I gotta say that sure looks like a 3 point model bush hog. I've never seen one hooked up quite like that. The tongue should be mounted with only one bolt on each side and stood upright and then attached to the back with a chain. That right there is dangerous and an accident waiting to happen. Just sayin.


----------



## Argee (Sep 17, 2003)

JDonly said:


> I gotta say that sure looks like a 3 point model bush hog. I've never seen one hooked up quite like that. The tongue should be mounted with only one bolt on each side and stood upright and then attached to the back with a chain. That right there is dangerous and an accident waiting to happen. Just sayin.


I agree......How do you lift that for transport? Could be converted easily enough I guess. Looks to be a heavy duty unit. I like the dual trail wheels.


----------



## tcreeley (Jan 2, 2012)

International Agritech made both tow along and 3 point models. I suspect that they used the same basic frame for both. As for transport, you just tow it.

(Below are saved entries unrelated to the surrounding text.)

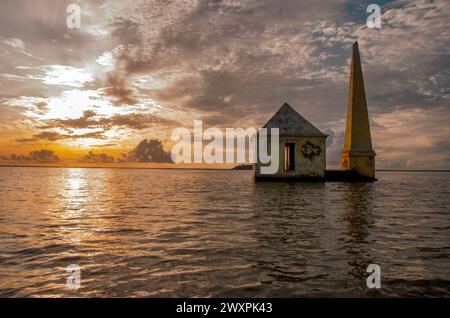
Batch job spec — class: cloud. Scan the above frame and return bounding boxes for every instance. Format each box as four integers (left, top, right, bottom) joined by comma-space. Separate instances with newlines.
34, 101, 49, 114
14, 110, 179, 142
104, 70, 138, 106
120, 138, 172, 163
1, 0, 449, 169
5, 149, 59, 163
98, 0, 350, 125
39, 110, 178, 131
107, 113, 178, 130
17, 130, 106, 142
80, 151, 115, 163
372, 106, 450, 169
324, 128, 345, 168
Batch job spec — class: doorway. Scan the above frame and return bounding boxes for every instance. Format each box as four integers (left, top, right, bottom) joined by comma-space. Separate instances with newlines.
284, 143, 295, 171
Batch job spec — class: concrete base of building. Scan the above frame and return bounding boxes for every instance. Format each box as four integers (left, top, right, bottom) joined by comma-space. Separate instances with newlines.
254, 170, 377, 182
254, 175, 325, 182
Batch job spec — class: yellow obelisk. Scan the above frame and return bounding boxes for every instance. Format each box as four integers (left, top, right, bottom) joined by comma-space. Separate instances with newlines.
341, 41, 376, 179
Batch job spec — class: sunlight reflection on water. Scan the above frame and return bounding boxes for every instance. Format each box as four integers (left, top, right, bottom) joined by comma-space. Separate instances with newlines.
0, 167, 449, 297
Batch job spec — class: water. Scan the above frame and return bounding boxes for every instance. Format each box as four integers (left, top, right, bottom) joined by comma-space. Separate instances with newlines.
0, 167, 449, 297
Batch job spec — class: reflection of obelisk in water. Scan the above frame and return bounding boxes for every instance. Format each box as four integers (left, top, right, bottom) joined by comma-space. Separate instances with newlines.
341, 42, 376, 179
341, 182, 375, 282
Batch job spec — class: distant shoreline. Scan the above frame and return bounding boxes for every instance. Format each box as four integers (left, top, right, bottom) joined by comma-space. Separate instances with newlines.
377, 169, 450, 172
0, 164, 229, 171
0, 164, 449, 172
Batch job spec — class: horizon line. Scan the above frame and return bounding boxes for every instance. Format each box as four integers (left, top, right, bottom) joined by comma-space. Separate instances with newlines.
0, 164, 449, 173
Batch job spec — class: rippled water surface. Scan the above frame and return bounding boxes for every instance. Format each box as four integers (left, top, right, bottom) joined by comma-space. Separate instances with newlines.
0, 167, 449, 297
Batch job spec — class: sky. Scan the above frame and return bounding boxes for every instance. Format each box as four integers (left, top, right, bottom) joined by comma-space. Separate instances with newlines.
0, 0, 449, 169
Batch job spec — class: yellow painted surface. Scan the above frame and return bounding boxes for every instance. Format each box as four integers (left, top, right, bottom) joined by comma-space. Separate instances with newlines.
341, 154, 375, 179
341, 42, 376, 178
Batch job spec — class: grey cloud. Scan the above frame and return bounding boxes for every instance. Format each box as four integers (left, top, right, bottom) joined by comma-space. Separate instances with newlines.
80, 151, 115, 163
7, 149, 59, 163
0, 100, 29, 126
0, 0, 128, 101
110, 17, 142, 46
0, 1, 106, 66
430, 139, 450, 154
120, 138, 172, 163
16, 109, 179, 143
104, 71, 139, 106
40, 110, 179, 131
102, 0, 348, 120
18, 130, 107, 142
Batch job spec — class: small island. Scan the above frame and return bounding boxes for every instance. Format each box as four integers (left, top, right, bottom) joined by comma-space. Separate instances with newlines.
232, 164, 253, 170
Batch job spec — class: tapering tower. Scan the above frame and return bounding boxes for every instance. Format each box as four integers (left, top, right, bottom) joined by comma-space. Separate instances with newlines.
341, 41, 376, 179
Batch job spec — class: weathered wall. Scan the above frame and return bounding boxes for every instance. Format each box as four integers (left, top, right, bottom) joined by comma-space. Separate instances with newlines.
341, 154, 375, 179
255, 136, 326, 179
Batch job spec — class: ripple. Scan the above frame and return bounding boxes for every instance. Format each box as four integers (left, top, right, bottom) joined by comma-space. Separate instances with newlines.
0, 168, 449, 297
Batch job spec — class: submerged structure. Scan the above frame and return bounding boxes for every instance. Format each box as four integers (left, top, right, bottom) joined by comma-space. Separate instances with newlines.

Mine is the tow along. Here is the other type - one I found on the internet:


----------



## JDonly (Apr 28, 2012)

I gotta say for safety sake you hook that to your drawbar instead of the 3 point and get a hydraulic cylinder to replace the turnbuckle. That's an accident waiting to happen right there. You accidentally raise the 3 point and hit the pto with your tow bar and something or someone is going to be seriously injured. Come on guys lets keep an accident from happening.


----------



## tcreeley (Jan 2, 2012)

I've got a stop on my drawbar lever that I can adjust to set the height the drawbar can go. I wasn't using it last year, I am now. I hear what you are saying. Machinery is always dangerous.


----------